As around the world, migrant workers in Africa are cheated of wages (which is a modern form of forced labor) and coerced to work in dangerous and unhealthy working conditions.

“We use a chemical to spray grass but you don’t have rubber boots or a respirator but you are working with poison,” Muwani, the tomato picker, told delegates. “If you protest about safety conditions, many people are fired.”

When Mnyike broke his leg at work, his employer at the banana plantation did not provide medical aid and his leg remains fractured. Even if his workplace offered emergency care, he said that his employer would deduct the cost from his salary.
Both men also described how they experience xenophobia at their workplaces and in their communities.

Muwani often is called derogatory names because he is from Zimbabwe, and says: “Even my kids are discriminated against. The kids tell them, ’We will not play with you guys, you are not worthy of us as friends.’”

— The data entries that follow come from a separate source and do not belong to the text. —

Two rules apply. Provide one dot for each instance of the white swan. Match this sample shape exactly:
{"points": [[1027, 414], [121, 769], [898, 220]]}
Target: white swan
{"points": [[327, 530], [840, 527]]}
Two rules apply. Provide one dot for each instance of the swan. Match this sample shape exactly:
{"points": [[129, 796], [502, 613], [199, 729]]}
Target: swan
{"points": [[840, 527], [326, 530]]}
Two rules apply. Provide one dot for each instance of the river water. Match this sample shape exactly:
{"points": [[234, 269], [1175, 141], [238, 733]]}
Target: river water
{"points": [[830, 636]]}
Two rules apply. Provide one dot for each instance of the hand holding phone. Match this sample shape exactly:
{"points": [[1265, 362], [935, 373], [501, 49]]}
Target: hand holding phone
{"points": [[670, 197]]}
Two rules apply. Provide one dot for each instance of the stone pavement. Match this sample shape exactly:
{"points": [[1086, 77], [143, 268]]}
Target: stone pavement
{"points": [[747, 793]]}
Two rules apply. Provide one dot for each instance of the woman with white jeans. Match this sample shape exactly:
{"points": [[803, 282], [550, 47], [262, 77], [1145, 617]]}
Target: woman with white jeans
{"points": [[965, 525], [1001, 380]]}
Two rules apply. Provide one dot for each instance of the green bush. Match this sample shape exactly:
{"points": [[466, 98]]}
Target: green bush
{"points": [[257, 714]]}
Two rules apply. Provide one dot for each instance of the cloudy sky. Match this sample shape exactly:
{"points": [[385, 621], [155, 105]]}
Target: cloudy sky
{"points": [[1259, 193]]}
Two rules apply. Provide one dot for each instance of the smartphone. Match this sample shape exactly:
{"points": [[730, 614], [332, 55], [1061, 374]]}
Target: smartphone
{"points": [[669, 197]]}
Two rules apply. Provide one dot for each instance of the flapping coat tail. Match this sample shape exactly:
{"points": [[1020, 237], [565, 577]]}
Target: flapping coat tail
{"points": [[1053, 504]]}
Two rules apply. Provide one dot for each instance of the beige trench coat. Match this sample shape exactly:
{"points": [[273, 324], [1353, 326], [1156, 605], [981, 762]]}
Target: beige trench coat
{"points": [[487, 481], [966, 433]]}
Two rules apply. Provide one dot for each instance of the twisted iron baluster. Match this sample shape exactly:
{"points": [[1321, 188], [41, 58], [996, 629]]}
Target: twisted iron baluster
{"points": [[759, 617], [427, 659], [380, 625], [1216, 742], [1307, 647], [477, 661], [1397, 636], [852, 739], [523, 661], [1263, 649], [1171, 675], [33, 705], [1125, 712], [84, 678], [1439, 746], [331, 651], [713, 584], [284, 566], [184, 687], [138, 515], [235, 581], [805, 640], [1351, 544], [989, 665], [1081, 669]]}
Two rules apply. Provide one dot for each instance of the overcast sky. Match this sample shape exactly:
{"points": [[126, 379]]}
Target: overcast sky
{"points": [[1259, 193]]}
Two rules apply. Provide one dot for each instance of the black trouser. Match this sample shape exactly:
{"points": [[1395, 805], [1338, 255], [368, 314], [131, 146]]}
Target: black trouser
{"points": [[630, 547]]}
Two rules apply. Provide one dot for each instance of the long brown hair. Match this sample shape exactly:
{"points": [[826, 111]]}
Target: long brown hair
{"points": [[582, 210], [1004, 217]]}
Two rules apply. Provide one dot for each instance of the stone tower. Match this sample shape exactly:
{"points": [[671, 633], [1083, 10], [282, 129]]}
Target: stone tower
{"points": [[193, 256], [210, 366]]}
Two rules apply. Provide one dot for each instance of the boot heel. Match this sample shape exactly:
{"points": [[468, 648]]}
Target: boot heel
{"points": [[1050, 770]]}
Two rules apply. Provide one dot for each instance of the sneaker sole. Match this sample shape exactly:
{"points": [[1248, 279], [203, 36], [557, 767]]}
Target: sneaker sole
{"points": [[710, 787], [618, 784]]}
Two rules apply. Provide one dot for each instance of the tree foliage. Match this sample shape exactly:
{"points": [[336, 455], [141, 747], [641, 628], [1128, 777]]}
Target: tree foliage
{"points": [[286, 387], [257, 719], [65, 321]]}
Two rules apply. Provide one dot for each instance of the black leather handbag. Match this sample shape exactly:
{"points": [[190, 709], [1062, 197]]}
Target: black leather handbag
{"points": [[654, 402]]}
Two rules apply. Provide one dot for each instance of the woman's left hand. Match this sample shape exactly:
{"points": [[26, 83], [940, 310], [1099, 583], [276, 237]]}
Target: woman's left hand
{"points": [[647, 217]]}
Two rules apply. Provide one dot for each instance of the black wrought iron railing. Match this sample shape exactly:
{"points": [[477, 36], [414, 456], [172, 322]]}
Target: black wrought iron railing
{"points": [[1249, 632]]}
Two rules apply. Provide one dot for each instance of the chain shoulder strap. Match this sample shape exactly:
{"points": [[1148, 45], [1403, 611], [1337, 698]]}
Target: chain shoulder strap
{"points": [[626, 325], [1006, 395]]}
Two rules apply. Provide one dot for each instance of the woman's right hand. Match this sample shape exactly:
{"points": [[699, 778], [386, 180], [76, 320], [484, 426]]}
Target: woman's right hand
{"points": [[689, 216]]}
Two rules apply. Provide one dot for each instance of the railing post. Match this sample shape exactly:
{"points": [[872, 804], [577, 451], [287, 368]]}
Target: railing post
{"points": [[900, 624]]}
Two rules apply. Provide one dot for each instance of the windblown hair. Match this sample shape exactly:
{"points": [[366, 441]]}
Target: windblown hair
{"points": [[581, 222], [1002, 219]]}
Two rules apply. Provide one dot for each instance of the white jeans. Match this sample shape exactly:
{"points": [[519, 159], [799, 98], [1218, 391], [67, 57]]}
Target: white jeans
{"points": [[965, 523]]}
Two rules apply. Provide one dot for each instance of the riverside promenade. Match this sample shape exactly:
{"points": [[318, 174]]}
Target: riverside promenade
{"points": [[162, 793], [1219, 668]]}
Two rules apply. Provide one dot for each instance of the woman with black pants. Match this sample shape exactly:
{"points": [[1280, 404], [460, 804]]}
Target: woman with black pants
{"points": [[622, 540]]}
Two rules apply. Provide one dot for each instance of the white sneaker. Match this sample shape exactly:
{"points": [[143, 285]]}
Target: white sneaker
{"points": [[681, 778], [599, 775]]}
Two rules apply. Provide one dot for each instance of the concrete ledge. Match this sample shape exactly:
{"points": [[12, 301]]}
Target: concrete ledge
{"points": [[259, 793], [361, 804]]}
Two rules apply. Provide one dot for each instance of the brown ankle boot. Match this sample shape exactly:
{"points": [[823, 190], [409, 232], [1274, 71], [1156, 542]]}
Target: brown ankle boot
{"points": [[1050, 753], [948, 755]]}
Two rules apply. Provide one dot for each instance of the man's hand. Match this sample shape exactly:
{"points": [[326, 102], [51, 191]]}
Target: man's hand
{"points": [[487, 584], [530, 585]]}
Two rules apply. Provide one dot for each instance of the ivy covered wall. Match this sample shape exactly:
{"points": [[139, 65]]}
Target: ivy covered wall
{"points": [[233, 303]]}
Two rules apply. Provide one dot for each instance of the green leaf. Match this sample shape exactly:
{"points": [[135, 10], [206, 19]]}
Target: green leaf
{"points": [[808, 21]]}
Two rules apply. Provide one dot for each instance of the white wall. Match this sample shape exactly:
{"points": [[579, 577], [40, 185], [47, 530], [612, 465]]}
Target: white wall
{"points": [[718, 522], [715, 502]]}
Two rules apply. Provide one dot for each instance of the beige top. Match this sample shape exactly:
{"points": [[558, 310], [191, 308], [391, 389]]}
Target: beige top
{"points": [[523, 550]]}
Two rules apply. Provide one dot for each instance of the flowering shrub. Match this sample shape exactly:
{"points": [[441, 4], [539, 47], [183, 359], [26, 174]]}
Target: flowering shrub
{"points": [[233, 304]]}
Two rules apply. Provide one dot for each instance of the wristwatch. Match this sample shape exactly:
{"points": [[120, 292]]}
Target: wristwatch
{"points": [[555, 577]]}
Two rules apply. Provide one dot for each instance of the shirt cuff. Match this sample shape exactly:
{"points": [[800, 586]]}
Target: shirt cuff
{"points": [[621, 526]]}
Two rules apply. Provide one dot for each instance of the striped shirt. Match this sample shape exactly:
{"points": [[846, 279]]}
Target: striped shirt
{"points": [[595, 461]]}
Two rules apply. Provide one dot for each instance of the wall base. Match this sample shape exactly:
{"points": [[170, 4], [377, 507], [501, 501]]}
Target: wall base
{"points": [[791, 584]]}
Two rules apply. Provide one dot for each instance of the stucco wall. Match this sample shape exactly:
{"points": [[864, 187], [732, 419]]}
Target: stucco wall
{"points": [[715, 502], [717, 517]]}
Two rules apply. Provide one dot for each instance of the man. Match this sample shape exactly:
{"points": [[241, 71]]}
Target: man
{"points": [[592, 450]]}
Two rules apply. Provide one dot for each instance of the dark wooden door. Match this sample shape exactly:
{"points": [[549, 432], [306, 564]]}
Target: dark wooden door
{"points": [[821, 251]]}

Far from his wife and children, who remain in Mozambique, Mnyike continues working on the planation to support them, despite treatment so brutal that “those who die on the farm are thrown in the midst of the bananas,” he says. “They are not buried.”

Conference participants, including leadership from the South African Farm and Agricultural Workers Union (FAWU), responded by noting that unions must continue to organise and help workers beyond xenophobia.

Union leaders also pointed to the need to step up efforts to ensure their governments ratify international conventions, especially the International Labor Organization Convention 143 on migrant workers, and develop comprehensive strategies to ensure migrant workers are represented by labour unions.